Iraq's national security adviser is predicting a drawdown of U.S. troops serving in his country over the next year.
Iraqi National Security Adviser Mowaffak al-Rubaie says he, like President Bush, opposes any arbitrary deadline for withdrawing coalition forces from his nation. But, speaking on CNN's "Late Edition" program, he said he anticipates a significant reduction in U.S. troop levels during 2006.
"We want to create the right conditions for the Iraqi security forces to assume responsibility for security in these cities and towns. And. I can tell you, probably in the region of 30,000 American troops will pull out from Iraq by the first part of next year, and another 30 [thousand] by the end of next year," Mr. al-Rubaie said.
Mr. al-Rubaie said that such a drawdown would leave fewer than 100-thousand U.S. servicemen in Iraq by 2007.
The Iraqi national security adviser downplayed the significance of a statement by Iraqi political, religious and ethnic leaders who met in Cairo last week. The gathering yielded a call for a timetable for a U.S. troop withdrawal from Iraq. Mr. al-Rubaie said his government is in no way ungrateful for U.S. sacrifices made to promote democracy.
"We will not slap our strategic partner. We are partners with the United States. We are partners with Britain, and we will never turn our back on our friends, who have looked after us and helped us," Mr. al-Rubaie said.
Whether and when to reduce U.S. troop levels in Iraq continues to be a matter of intense debate in Washington, with some Democrats calling for a complete U.S. withdrawal next year.
Speaking on NBC's "Meet the Press" program, the ranking Democrat on the Senate Foreign Relations Committee, Joseph Biden of Delaware, said success or failure for the United States in Iraq will be determined in the months to come.
"The question is not whether we are going to draw down troops in the year 2006. It is, when we draw down, what are we going to leave behind?," Mr. Biden asked. "Are we going to have traded a dictator for chaos, or are we going to have traded a dictator for a stable Iraq? That is the real question. And that depends on the president's [Bush's] actions from here out."
Mr. Biden said the U.S. military, as it is currently organized, cannot sustain today's troop levels in Iraq throughout the coming year, without imposing dire hardships on U.S. servicemen and their families.

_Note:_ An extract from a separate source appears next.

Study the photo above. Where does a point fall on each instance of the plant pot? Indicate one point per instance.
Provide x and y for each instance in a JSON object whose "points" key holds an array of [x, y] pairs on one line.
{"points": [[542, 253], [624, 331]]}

That assertion was contested by the Republican chairman of the Senate Armed Services Committee, John Warner of Virginia, who said current troop levels could be maintained by redeploying some servicemen in new capacities.
But Mr. Warner called on President Bush to speak directly and openly with the American people about the tasks at hand in Iraq and what needs to be done to defeat the insurgency and safeguard Iraq's fledgling democracy. He drew a comparison to President Franklin Roosevelt's so-called "fireside chats" with the American people, prior to and during the Second World War.
"I think it would be to Bush's advantage. It would bring him closer to the people [and] dispel some of the concern that, understandably, our people have about the loss of life and limb, the enormous cost of this war to the American public. We have got to stay firm for the next six months [in supporting democracy in Iraq]. It is a critical period," Mr. Warner said.
President Bush has said newly-trained Iraqi security forces will take over for U.S. servicemen, paving the way for American troops to come home. But the president has repeatedly cautioned that a premature U.S. withdrawal would embolden Iraq's insurgents and imperil everything the United States has fought to achieve in the post-Saddam era.